Avon, $7.99, ISBN 978-0-06-237943-6
Historical Romance, 2017
I’d like to imagine that the title, The Day of the Duchess, is inspired by one of the late George A Romero’s zombie movies. Heaven knows, the heroine Seraphina is pretty much dead to the hero Malcolm Bevingstoke, the Duke of Haven, until she shows up one day at the Parliament requesting a divorce from him. He hasn’t seen him since she left him and he’d told her never to come back – and that was after she nearly died of a miscarriage, which was some time after he had cheated on his wife with some girlfriend. And all that was after he resented her and blamed her for “trapping” him into marriage when he was more than happy to play with her feelings prior to that, without caring one whit what his attention was doing to her reputation as an unmarried debutante. And all that is before I take a deep breath and tell myself that my blood pressure is fragile, and I need to love myself by taking good care of my blood pressure and never letting a fictitious wanker get to me.
I actually like Serafina. Once she realized back then the mess Mal had made on their bed, she decided to hell with it and fled. Of course, the author also has Sera playing the martyr by going how oh, now that she is barren, she would have to leave also to give Mal a chance to torture another woman so that he can beget an heir – WHY DON’T WE JUST GELD THAT ASSHOLE AND MAKE HIM EAT HIS GONADS? – maybe because the author doesn’t want some strange romance readers to view Sera as some kind of weirdo for daring to assert herself.
Now that Sera is back, Mal decides that he will never give her a divorce. But it’d be so cool to let her think that he will, so that he can get her to stay with him and help him pick a new wife. THAT IS SO… relax, relax, think of the blood pressure… ohm. Okay, let’s get back on track. He spends the rest of the story basically playing sick mind games with Sera, constantly slapping his tool against her while mocking her about how powerless she is when it comes to trying to get him to divorce her. He’s had one billion girlfriends, ha ha ha, but she can’t divorce him on the grounds of adultery because this is England, baby, LOL KTHX NOW TOUCH HIS DONG. God.
Sera rails at him, dresses him down – basically, the author is aware of what a colossal bleeding arsehole Mal is, but it doesn’t matter. Mal has all the power. The author tries to say that Sera has the advantage over Mal when she opens her legs, but come on, if that is the case, then let Sera play the seductress, ride the man senseless, and then walk off into sunset leaving him seething in humiliation. No, in the end, Mal keeps playing all these games until the last handful pages when he goes, oops, so he’s an asshole. Instead of a grovel, he decides to wag that thing and the heroine is, like, the story needs to end already so KTHX TOUCHING HIS DONG NOW TRUE LOVE BYE EVERYONE.

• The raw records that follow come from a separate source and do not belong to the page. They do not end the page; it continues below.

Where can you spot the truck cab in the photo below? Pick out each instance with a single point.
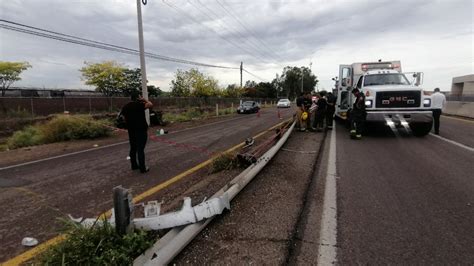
(390, 96)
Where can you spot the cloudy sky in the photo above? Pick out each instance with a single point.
(434, 37)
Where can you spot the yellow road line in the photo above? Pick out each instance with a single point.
(459, 119)
(30, 254)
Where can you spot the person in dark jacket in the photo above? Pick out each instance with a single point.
(358, 114)
(301, 125)
(320, 112)
(137, 126)
(330, 109)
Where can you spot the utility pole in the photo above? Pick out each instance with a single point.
(241, 68)
(302, 77)
(142, 55)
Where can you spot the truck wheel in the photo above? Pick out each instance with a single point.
(421, 129)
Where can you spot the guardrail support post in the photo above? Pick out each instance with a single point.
(123, 210)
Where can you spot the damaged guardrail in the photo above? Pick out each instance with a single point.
(122, 217)
(187, 222)
(172, 243)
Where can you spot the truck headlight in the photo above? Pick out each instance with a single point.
(368, 103)
(426, 102)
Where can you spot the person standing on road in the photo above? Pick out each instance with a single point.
(358, 114)
(330, 109)
(134, 114)
(320, 112)
(299, 112)
(438, 102)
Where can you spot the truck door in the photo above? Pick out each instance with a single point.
(344, 90)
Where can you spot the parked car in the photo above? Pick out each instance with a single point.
(248, 107)
(284, 103)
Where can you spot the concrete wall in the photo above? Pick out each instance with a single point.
(465, 109)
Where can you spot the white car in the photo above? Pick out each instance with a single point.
(284, 103)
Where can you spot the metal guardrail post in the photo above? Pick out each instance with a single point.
(123, 210)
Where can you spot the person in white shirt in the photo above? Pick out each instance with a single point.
(438, 101)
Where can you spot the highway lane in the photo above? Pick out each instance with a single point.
(81, 184)
(406, 200)
(457, 129)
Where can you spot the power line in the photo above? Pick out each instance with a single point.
(95, 44)
(209, 28)
(248, 72)
(237, 33)
(248, 30)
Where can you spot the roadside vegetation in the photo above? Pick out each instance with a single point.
(98, 245)
(225, 161)
(60, 128)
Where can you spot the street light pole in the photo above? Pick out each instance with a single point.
(142, 55)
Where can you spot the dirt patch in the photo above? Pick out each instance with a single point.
(17, 156)
(262, 222)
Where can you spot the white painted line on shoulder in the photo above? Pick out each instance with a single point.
(453, 142)
(61, 156)
(328, 236)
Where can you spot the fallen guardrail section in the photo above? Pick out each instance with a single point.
(187, 222)
(172, 243)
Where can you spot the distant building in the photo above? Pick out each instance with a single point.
(463, 85)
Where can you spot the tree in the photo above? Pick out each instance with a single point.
(108, 77)
(154, 91)
(193, 83)
(132, 81)
(289, 83)
(10, 72)
(233, 91)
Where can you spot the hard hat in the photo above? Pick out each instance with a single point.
(304, 116)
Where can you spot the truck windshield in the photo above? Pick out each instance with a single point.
(384, 79)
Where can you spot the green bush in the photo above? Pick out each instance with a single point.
(63, 128)
(60, 128)
(188, 115)
(98, 245)
(18, 113)
(224, 161)
(27, 137)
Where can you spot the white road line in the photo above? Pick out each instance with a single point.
(328, 235)
(61, 156)
(453, 142)
(107, 146)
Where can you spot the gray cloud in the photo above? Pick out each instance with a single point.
(425, 35)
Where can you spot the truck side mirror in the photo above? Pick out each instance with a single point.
(418, 78)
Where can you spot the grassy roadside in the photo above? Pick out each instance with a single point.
(60, 128)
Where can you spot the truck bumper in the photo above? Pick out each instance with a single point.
(399, 116)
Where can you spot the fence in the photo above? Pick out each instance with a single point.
(45, 106)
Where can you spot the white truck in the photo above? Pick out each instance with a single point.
(390, 98)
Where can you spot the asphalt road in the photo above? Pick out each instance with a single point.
(400, 200)
(456, 129)
(406, 200)
(34, 195)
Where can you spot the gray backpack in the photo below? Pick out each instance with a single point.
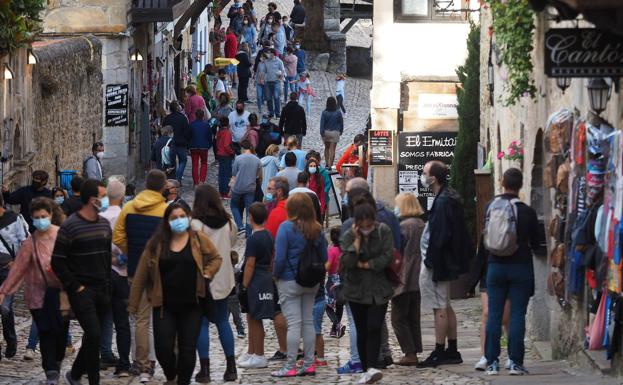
(500, 234)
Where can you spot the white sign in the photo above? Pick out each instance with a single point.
(437, 106)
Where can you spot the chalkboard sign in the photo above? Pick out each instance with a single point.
(583, 52)
(415, 149)
(381, 149)
(116, 105)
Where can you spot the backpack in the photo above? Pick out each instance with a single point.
(500, 233)
(310, 271)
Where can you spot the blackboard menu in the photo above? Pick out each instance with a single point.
(415, 149)
(381, 149)
(116, 105)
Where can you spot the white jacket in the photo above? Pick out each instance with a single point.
(224, 239)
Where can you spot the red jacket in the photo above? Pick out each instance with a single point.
(231, 45)
(277, 216)
(223, 143)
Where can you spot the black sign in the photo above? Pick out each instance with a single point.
(415, 149)
(583, 52)
(117, 105)
(381, 149)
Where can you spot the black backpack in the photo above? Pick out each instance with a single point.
(310, 271)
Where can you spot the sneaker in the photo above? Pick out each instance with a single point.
(433, 360)
(493, 369)
(517, 370)
(453, 358)
(350, 368)
(481, 365)
(306, 371)
(144, 377)
(71, 381)
(283, 372)
(278, 356)
(29, 355)
(509, 364)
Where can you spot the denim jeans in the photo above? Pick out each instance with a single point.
(297, 305)
(516, 283)
(240, 202)
(224, 174)
(273, 97)
(225, 334)
(182, 158)
(260, 91)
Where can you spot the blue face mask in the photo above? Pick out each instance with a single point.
(179, 225)
(41, 224)
(104, 203)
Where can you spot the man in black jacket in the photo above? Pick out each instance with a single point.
(446, 250)
(181, 136)
(293, 120)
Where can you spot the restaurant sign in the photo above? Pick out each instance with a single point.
(583, 52)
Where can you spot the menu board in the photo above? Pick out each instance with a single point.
(415, 149)
(116, 105)
(381, 149)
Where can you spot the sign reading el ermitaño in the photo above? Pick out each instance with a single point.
(583, 52)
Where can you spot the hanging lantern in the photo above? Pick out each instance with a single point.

At the end of the day, this painful read can be summed up as thus: the author was so concerned with showing off how well she can write an asshole, she forgot to allocate enough space for the hero to atone. Late in the story, when the hero realizes what everyone already knows – HE’S AN ASSHOLE WHO NEEDS TO HAVE HIS GONADS CRUSHED IN A WOODCHIPPER – he wonders how the heroine can ever trust or love her. By the time I close this book, I’m still wondering.
Alright, I need to go take some gliclazide now.